Le modèle positif est aussi une question :
  • D’attentes positives qui créent une anticipation orientant le comportement vers la réalisation des choses (voir Tesla et SpaceX)
  • L’application d’un processus appelé "enquête appréciative". Ce processus insuffle une orientation positive des valeurs dans l'analyse et le changement des organisations
  • La promotion de l'implication des membres et la création d’une vision commune; l'appréciation partagée sert de guide à ce que l'organisation pourrait être.


Les 5 étapes principales du modèle positif :

  1. Lancer l'enquête - c'est-à-dire les questions que l'organisation a le plus de volonté à traiter
  2. Enquêter sur les meilleures pratiques existantes - ici, des membres des organisations mènent des entretiens
  3. Donner des exemples de réussite 
  4. Définir les thèmes (dimension commune des expériences des individus)
  5. Envisager l'avenir préféré par le biais de propositions de possibilités et de parties prenantes pertinentes et fournir des moyens de créer l'avenir ("l'action" elle-même)

Remettre en question la conduite du changement

Si les trois modèles de la conduite du changement, et toutes leurs variantes actuelles, sont très instructifs, ils s'accompagnent également d'une certaine critique.

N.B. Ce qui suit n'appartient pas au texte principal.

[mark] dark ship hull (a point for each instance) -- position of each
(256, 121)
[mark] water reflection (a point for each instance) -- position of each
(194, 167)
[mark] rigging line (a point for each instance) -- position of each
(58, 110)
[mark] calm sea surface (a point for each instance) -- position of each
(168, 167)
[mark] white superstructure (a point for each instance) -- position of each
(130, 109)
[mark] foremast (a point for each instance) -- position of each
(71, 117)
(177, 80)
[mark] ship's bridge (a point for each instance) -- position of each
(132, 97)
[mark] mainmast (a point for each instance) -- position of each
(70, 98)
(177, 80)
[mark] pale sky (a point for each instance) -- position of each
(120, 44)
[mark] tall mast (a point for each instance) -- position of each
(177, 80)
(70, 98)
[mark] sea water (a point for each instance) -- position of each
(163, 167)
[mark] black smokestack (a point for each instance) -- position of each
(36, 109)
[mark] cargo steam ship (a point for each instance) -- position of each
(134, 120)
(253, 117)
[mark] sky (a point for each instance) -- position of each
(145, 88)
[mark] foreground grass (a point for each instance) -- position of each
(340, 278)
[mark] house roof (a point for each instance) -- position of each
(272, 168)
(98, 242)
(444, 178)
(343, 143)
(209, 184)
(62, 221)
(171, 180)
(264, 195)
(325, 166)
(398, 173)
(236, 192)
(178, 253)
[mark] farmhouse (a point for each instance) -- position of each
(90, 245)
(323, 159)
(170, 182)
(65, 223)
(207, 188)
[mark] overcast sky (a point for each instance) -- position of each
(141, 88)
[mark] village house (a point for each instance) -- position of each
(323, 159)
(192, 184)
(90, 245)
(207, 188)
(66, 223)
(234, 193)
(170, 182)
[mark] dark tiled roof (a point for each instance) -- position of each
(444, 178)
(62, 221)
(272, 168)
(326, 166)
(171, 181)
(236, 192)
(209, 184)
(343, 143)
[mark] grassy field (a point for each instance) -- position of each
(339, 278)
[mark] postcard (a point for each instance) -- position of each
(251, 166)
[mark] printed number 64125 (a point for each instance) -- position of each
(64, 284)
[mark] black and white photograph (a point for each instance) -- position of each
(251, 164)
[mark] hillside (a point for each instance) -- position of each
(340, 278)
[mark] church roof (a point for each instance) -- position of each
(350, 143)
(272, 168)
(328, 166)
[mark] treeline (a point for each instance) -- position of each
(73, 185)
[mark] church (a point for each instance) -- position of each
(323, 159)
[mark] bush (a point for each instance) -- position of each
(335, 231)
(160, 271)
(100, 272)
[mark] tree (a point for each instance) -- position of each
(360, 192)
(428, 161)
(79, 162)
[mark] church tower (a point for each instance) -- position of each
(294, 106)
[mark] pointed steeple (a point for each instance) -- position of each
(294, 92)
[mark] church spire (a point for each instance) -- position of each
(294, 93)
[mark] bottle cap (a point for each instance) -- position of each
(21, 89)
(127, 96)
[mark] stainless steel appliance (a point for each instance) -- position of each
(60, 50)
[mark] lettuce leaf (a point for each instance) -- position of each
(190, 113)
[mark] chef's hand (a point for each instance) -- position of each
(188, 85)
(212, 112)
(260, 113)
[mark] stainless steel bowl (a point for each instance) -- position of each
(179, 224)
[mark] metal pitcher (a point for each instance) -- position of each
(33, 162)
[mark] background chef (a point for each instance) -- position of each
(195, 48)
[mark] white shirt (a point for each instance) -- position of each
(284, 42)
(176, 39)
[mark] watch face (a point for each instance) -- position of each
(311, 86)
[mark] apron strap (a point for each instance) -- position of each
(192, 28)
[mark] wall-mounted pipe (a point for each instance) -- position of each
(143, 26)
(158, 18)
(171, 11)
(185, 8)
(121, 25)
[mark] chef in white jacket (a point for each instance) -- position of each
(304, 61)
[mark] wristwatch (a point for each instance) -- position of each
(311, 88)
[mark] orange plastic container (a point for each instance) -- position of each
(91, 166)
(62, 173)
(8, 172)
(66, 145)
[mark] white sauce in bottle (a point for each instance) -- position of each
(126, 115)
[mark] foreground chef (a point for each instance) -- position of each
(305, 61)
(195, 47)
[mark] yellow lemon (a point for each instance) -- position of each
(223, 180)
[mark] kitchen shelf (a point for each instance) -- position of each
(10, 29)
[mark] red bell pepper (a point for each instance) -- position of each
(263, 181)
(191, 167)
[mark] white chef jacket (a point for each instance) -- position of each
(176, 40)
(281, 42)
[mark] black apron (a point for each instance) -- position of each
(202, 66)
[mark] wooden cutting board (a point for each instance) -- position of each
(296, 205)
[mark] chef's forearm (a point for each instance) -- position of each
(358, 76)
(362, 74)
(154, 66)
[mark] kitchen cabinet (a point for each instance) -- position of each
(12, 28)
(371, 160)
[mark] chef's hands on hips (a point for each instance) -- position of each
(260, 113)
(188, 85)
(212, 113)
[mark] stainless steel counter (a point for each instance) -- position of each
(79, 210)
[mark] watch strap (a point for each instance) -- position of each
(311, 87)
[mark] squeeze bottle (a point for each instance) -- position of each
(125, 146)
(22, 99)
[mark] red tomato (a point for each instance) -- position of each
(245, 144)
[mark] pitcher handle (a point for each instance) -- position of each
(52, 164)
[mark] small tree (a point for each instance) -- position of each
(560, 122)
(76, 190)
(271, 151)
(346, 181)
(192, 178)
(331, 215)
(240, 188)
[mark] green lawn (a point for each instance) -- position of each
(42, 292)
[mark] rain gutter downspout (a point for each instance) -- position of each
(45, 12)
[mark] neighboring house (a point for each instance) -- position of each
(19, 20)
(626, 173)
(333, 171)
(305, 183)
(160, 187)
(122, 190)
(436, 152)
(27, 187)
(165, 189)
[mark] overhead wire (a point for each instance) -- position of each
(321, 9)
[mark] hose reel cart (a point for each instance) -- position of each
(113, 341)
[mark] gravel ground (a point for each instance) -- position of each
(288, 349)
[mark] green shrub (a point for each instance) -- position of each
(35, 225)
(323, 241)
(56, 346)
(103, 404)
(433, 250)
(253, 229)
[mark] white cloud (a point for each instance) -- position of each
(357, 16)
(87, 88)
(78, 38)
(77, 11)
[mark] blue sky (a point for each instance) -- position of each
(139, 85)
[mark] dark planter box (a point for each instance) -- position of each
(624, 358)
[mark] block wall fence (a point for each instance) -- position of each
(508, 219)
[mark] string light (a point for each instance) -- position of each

Tout d'abord, les modèles considèrent le changement comme un processus linéaire. En réalité, cependant, la linéarité est l'exception plutôt que la norme. Souvent, les managers du changement et de l'innovation voient des chevauchements entre les activités qui compliquent leurs interventions.

Deuxièmement, le changement se produit rarement par étapes prédéfinies. Si un cadre est utile, la mise en œuvre d'un changement organisationnel nécessite beaucoup plus d'informations. En même temps, les étapes peuvent varier considérablement d'une situation à l'autre - sans parler des secteurs d'activité.

Troisièmement, comme le changement n'est pas un processus ordonné et contrôlé de manière rationnelle, l'efficacité de ces modèles est limitée. Une autre façon d'envisager le changement est donc un continuum entre les changements progressifs (mise au point) et les changements fondamentaux qui modifient la façon dont l'organisation fonctionne (changements de modèle d'entreprise par exemple).

Conclusion

En résumé, les modèles de conduite du changement sont un moyen d'atteindre une fin, et non une fin en soi. Pour survivre et prospérer, les organisations et les experts doivent tenir compte de diverses variables, dont le temps, les partenariats et les outils.